It was the summer of 1940, and World War II had been raging for nearly a year. Buoyed by his successes on the Continent, Hitler was now planning an invasion of England to seal Europe's fate.
Though the United States was still a neutral country, a few Americans decided they couldn't remain on the sidelines. They joined Britain's Royal Air Force to defend the country - with the future of civilization hanging in the balance.
The Few tells the dramatic and unforgettable story of these Americans who defied their own country's neutrality laws and risked their very citizenship to fight side-by-side with England's finest pilots. Flying the lethal and elegant Spitfire, they became "knights of the air" who, with minimal training but plenty of guts, dueled the skilled and fearsome aces of Germany's Luftwaffe.

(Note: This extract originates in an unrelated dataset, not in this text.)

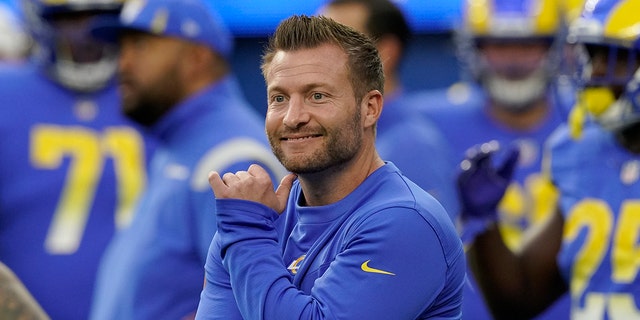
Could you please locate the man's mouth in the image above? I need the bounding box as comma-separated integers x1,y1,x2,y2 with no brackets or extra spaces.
281,134,322,141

By October 1940, they had helped England win the greatest air battle in the history of aviation. Some five years later, at war's end, just one of them would be alive. Winston Churchill once said famously of all those who fought in the Battle of Britain, "Never in the field of human conflict was so much owed by so many to so few." These daring Americans were the few among the "few."
Alex Kershaw is the author of the widely acclaimed books The Bedford Boys, The Longest Winter and two biographies: Jack London and, more recently, Blood and Champagne: The Life and Times of Robert Capa. He has been a journalist and a screenwriter in Britain and now lives in Bennington, Vermont.